Around 725,000 people in the UK have an eating disorder and, in America more than 35% of people are considered obese. How have we managed to create a culture where people have so many body issues? Many say that the media is to blame; if people are looking for body images to aspire to it’s pretty difficult to live up to something which has been airbrushed and digitally enhanced. Essentially you are on a hiding to nothing right from the start – if you try change your body to copy an image which is not even real your self-esteem is bound to suffer. So why not just make the best of what you’ve got and be happy with that? It would make life so much easier.

 If you’re carrying a few extra pounds you might have got the idea in your head that you can’t go out and exercise because people will laugh or tease you – so what? What does it say about them? People’s negative comments usually stem from their own insecurities; how many people will make nasty comments about another person when they’re on their own? Very few, usually its one person in a group who will say something in attempt to get recognition from the others. The only reason they do that is that they don’t believe in their own self-worth i.e. they don’t feel that giving information about themselves will be of interest to their ‘friends’ so they look for someone else to target and deflect attention. Ridicule of another person never comes from a good place. Rudeness

If you’re happy with yourself and the way that you look no words will ever be able to hurt you; if you’re not happy with the way that you look there are things you can do to change that so don’t give up and, if you fall, get up and try again because it will all come together in the end.

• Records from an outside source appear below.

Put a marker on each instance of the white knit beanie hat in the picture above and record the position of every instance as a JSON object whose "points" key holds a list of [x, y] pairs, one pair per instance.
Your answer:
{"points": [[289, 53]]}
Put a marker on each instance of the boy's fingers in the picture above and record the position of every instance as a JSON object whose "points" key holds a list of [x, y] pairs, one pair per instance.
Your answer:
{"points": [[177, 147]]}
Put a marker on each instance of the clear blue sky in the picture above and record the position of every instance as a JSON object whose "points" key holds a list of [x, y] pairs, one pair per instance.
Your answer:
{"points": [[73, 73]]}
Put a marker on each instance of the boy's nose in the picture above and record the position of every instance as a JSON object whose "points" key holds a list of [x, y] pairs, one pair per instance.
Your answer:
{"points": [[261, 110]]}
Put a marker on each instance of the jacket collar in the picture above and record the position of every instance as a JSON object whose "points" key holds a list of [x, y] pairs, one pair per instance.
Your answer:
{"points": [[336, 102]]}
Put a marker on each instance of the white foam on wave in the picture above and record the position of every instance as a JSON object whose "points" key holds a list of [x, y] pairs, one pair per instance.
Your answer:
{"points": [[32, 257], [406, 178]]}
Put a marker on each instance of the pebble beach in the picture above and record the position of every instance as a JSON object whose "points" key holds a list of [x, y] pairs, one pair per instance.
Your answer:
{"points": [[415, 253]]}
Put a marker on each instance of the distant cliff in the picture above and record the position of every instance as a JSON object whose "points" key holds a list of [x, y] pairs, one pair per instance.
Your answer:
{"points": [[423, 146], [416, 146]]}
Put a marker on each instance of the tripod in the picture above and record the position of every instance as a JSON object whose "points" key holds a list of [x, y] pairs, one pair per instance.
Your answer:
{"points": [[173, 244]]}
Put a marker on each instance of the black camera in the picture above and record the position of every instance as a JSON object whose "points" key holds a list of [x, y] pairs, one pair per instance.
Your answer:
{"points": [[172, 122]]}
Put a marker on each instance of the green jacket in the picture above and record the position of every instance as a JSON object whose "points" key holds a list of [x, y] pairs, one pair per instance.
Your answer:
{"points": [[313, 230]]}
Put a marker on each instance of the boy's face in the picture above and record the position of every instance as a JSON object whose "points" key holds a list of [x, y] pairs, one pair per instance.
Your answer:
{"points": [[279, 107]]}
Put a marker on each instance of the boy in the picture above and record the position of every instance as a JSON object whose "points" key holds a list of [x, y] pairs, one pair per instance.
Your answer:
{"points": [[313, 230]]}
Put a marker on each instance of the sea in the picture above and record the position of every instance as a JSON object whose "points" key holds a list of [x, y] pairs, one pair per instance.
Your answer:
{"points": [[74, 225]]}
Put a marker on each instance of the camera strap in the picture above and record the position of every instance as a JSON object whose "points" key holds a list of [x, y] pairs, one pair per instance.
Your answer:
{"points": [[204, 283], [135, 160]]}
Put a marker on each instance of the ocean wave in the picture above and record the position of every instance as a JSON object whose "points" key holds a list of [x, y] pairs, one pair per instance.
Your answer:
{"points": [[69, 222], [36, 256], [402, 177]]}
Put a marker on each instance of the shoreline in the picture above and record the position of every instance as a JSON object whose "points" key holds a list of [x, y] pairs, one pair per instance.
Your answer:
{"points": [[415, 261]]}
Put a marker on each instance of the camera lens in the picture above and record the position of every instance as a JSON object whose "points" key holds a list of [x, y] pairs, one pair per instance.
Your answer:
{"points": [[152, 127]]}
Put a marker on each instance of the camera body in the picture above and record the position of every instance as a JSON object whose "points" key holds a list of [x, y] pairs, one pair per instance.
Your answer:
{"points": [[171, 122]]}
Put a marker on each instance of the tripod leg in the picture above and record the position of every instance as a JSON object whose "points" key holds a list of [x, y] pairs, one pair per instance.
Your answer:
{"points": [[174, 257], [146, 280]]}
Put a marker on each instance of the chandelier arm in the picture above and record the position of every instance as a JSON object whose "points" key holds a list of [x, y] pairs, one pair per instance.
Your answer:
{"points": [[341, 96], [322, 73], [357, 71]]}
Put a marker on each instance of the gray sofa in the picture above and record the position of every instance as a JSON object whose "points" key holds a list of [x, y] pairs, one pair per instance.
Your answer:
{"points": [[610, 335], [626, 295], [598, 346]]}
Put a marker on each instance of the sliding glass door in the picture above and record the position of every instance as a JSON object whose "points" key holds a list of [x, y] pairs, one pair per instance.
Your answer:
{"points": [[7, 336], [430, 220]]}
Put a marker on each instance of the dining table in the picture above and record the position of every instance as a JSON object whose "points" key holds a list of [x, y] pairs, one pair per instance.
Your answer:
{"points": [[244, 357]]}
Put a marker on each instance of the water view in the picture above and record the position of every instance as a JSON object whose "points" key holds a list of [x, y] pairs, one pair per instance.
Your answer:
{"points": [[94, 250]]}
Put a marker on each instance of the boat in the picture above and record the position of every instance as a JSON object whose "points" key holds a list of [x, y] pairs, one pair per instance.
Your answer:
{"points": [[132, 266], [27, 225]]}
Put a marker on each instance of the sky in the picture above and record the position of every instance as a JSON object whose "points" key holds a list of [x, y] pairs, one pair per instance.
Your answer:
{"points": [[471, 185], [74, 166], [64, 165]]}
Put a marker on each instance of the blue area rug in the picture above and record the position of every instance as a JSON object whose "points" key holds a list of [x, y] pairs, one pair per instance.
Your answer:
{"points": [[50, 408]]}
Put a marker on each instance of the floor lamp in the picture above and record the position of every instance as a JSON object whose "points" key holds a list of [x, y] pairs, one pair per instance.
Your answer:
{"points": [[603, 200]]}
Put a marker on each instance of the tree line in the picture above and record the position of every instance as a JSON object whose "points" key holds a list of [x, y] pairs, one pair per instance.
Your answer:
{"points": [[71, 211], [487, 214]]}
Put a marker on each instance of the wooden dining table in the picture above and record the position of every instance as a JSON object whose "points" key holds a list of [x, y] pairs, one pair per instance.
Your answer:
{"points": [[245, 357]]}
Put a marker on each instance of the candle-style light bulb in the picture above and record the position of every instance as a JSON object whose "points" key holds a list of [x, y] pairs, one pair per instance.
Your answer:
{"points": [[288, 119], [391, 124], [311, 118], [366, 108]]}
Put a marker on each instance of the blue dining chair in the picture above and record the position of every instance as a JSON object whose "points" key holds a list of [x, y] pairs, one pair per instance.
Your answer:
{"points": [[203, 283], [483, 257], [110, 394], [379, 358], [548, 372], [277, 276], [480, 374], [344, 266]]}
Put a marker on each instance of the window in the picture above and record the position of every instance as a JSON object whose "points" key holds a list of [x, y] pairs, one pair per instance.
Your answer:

If you’ve decided that you want to change something about your body look at exercise types which are going to be low impact such as swimming, walking or yoga as you will have less risk of injury and you will see noticeable improvements in a relatively short space of time which will give you the encouragement you need to continue. If your aim at the start is to run 26 miles it will be easy to feel defeated and there will be a bigger chance that you’ll give up; if your aim is to walk a mile and you achieve it after 2 weeks how amazing will that feel? You’ll have a great sense of achievement and then will want to push on to the next mile and the next. As with anyone who has taken the decision to up their exercise, you will begin to feel so much better about yourself that you will undoubtedly want to make other important life style changes. Before you know it, you will have a whole new wonderful you!

Everyone should be allowed to make decisions about their health and their body without interference and, if they are happy with the results – super! The ultimate that we can achieve in life is to wake up every day smiling and without a care in the world, secure in the knowledge that we are exactly as we want to be. Thin, fat, old, young, tall or short – we are all truly beautiful when we smile.